El anillo de Giges
UN día, el ateniense Glaucón desafió a Sócrates por medio de una leyenda: un pastor llamado Giges encontró un anillo de oro y se lo puso en un dedo. Cuando un día comenzó a juguetear con el anillo comprobó, sorprendido, que si lo movía de cierta manera lograba volverse invisible para los demás. Entonces, hizo lo imposible para que le aceptasen como uno de los mensajeros que enviaban al rey para informar sobre las condiciones de los rebaños. Cuando lo consiguió, no tardó en utilizar las posibilidades del anillo para seducir a la reina, conspirar contra el rey y matarle. De este modo, el pastor se convirtió en rey. "Convéncenos, Sócrates -le dicen Glaucón y otros participantes en la discusión- de que hay motivos sólidos para hacer lo correcto, no sólo razones como el miedo a ser descubierto, sino razones que serían válidas incluso en caso de que no nos descubrieran. Demuéstranos que, a diferencia del pastor, una persona sabia que encontrara el anillo seguiría haciendo lo que está bien". Y Sócrates convenció a los presentes de las bondades y beneficios de quienes actúan desde la libertad responsable (ética).
Esta ingeniosa historia, que se puede leer en la República de Platón, ilustra el extendido punto de vista sobre la naturaleza humana de que cualquiera que poseyese un anillo así, abandonaría todas las normas éticas creyendo incluso que actúa de forma razonable.

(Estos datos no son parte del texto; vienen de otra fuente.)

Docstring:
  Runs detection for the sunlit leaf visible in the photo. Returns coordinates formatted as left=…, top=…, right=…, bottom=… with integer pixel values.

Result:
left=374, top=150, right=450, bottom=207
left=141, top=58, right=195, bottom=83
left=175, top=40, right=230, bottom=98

La leyenda sigue tan de actualidad entonces como ahora porque se dirige al epicentro de la condición humana: ¿la justicia y la moral se viven, en la práctica, sólo como elementos puramente instrumentales? Si así fuera, entonces nos cargamos la esencia del reconocimiento de los derechos humanos, es decir, la dignidad de la persona de carne y hueso (no unos derechos teóricos) como el fundamento en que se sustentan aquéllos. Cuando la respuesta es que no tengo razones para ser justo y honesto si tuviese la seguridad de una total impunidad y de que no estuviera arriesgando mi imagen personal, entonces sería muy difícil convencer a nadie, incluidos los poderosos, de que todos saldríamos ganando viviendo de forma solidaria y responsable; de que existen valores absolutos por los que siempre vale la pena luchar y morir.

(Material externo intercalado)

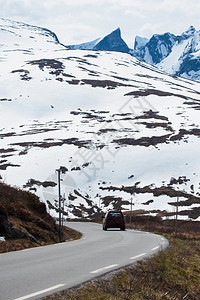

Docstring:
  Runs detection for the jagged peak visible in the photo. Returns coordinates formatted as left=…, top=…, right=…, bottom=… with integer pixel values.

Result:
left=94, top=27, right=130, bottom=52
left=182, top=25, right=196, bottom=37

La conclusión que se deriva es que si un hombre justo deja de serlo porque se sabe impune, está claro que no es un hombre honrado ni justo. Y la consecuencia es que se impone una reflexión individual y comprometida sobre cómo vivir respecto a nuestros semejantes. No hacerlo incrementa el peligro potencial de aprovecharse del prójimo en cada ocasión que se nos presente: yo de él pero también él de mí.
Quizá sea esta falta de reflexión sobre estos temas la razón de que algunos todavía no se expliquen lo mal que van las cosas en el mundo ni tampoco valoren, claro, en su justa medida, los millones de actos solidarios y éticos, heroicos tantas veces, que sostienen por sí mismos la convivencia y el verdadero desarrollo solidario en el mundo.
Ahora que la innovación está de actualidad, no estaría de más una Cumbre que profundice en los beneficios comunes de una cooperación humanizada a todos los niveles relacionales. Según lo estoy escribiendo, me suena a irreal y pueril el sólo hecho de plantearlo; y es porque algunos han logrado inocularnos a base de bien el bacilo de la desesperanza y que nos despreocupemos del antídoto. Los historiadores a esto le llaman decadencia. Sócrates lo llamaría estupidez, propia de una sociedad líder en saberes y también en instrumentalizar a las personas perdiendo en el camino lo mejor del ser humano.